The third clip shows a glimpse of the farm where the chickens must sneak in to save Molly ( Bella Ramsay ), Gaia’s daughter. And here is how the comparison with James Bond, mentioned by the director, becomes evident: the farm is a large base that recalls, with its egg-shaped silos, the volcano quarry of Agent 007 – You Only Live Twice, while the he elegant hilltop home is reminiscent of the mid-century modernist design of Elrod House from Fall for Diamonds.

A combination of techniques

The size of the village was quite challenging for a stop-motion production.

Fell ‘s team used some recent technologies to help with the design, such as Gravity Sketch VR used to model the village in 3D. This allowed for scale to be understood, and, Fell noted , allowed them to have a sort of stage layout that they usually wouldn’t have, starting directly from the storyboards.

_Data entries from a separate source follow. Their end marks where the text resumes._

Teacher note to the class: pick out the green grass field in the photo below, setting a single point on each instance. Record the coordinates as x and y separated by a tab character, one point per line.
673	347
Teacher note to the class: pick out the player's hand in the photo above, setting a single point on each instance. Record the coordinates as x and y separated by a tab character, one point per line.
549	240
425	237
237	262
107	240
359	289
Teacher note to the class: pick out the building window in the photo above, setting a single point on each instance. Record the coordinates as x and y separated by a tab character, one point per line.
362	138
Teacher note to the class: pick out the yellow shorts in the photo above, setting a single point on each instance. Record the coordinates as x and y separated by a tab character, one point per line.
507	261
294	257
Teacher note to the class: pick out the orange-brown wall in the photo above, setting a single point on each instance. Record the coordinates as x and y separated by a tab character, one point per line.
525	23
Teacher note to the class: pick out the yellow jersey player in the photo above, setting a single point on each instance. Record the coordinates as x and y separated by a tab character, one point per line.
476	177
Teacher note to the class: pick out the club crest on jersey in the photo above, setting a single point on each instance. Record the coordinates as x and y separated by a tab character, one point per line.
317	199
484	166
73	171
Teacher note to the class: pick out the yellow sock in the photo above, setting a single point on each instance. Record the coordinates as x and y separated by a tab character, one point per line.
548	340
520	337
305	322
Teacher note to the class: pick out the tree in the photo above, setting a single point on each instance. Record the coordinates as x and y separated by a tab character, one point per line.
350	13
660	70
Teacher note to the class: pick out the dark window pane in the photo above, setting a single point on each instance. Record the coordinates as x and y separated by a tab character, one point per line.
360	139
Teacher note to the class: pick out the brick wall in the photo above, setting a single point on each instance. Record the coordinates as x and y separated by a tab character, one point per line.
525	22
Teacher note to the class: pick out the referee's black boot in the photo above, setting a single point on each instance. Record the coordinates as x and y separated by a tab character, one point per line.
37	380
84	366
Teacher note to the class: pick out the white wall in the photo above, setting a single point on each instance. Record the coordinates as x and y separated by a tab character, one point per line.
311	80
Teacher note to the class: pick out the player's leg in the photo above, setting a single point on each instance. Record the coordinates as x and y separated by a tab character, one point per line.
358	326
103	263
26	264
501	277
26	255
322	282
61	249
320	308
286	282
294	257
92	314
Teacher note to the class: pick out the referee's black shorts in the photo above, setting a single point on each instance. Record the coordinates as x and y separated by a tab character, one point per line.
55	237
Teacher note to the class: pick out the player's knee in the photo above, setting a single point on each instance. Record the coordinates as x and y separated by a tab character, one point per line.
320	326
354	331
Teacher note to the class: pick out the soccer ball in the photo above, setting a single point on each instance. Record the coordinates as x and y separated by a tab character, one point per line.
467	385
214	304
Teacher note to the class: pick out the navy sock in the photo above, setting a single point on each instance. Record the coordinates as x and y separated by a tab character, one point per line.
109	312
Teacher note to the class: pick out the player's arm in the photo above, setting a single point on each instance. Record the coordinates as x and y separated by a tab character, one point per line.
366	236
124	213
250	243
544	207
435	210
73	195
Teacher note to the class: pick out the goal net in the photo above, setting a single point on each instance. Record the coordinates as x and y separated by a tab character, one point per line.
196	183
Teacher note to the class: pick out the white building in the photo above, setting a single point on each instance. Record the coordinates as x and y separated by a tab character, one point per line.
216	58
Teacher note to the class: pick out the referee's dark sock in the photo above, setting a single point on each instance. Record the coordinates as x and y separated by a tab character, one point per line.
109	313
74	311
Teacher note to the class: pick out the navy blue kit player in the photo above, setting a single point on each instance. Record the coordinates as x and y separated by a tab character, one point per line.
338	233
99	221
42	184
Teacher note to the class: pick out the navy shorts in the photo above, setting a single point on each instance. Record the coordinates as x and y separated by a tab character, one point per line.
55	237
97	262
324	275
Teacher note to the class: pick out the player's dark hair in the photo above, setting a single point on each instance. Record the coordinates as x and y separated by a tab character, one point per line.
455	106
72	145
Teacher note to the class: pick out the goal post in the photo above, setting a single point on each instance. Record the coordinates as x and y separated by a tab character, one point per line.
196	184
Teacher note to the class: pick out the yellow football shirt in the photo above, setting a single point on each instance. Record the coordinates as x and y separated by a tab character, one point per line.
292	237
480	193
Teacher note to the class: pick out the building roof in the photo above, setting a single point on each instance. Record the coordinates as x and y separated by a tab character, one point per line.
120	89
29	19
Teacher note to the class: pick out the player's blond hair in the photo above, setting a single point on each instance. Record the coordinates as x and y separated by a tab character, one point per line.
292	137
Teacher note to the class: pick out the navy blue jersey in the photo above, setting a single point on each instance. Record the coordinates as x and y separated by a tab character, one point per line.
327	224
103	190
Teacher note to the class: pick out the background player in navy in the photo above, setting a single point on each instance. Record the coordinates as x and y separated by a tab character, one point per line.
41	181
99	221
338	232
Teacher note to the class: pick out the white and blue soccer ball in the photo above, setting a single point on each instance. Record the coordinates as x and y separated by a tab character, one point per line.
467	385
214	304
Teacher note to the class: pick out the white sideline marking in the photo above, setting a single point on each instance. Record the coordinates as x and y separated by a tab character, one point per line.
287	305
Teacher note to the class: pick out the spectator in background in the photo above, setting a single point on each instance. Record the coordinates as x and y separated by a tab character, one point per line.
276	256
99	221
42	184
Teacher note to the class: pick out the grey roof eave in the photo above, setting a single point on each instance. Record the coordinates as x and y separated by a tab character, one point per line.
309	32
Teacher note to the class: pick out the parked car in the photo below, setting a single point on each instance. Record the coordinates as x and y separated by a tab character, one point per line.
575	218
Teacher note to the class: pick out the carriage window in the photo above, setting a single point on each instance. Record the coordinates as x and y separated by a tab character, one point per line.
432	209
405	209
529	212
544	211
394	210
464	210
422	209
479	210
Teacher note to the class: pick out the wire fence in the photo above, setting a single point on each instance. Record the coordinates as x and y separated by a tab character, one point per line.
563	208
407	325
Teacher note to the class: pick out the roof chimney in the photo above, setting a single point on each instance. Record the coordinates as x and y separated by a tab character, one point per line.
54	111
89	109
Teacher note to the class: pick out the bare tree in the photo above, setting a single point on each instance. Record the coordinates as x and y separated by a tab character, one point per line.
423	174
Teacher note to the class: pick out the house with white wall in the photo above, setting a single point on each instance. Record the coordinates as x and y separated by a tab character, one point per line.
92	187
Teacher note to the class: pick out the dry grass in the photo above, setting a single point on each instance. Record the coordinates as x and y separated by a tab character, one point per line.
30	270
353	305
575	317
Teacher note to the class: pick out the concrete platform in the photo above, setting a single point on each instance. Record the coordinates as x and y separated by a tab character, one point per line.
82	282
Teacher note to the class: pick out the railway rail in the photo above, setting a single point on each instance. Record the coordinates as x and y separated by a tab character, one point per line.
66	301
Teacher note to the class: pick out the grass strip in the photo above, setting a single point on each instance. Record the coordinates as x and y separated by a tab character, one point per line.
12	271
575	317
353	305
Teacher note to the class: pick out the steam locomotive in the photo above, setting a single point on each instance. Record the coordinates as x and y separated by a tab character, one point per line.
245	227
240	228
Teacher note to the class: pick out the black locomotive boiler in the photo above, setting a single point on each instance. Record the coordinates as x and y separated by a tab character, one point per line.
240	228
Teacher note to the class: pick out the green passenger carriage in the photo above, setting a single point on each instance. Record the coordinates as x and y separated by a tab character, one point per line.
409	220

“We are not purists,” Fell added , noting how the combination of traditional construction techniques and methods with new technologies, such as animations and backgrounds in computer graphics and VR technology.

The cast:

The voice actors of the original version are: Thandiwe Newton (Westworld) and Zachary Levi (Shazam) respectively replace Julia Sawalha and Mel Gibson as the voice actors of Gaia (Ginger) and Rocky. Bella Ramsey voices headstrong daughter Molly, who sports an old-fashioned personality and completes the family trio in this new chapter of the story.

Joining them: Jane Horrocks (Baba), Imelda Staunton (Tantona) and Lynn Ferguson (Von), who are joined by the new voices of Josie Sedgwick-Davies (Frizzle), David Bradley (Cedrone), Romesh Ranganathan (Frego), Daniel Mays (Piglio) and Nick Mohammed (Dr. Fry).

Directed by Sam Fell (Flushed, ParaNorman), the screenplay is the work of Karey Kirkpatrick, John O’Farrell and Rachel Tunnard . Peter Lord, Carla Shelley, Karey Kirkpatrick and Nick Park return as executive producers. Steve Pegram (Arthur Christmas) and Leyla Hobart are producers.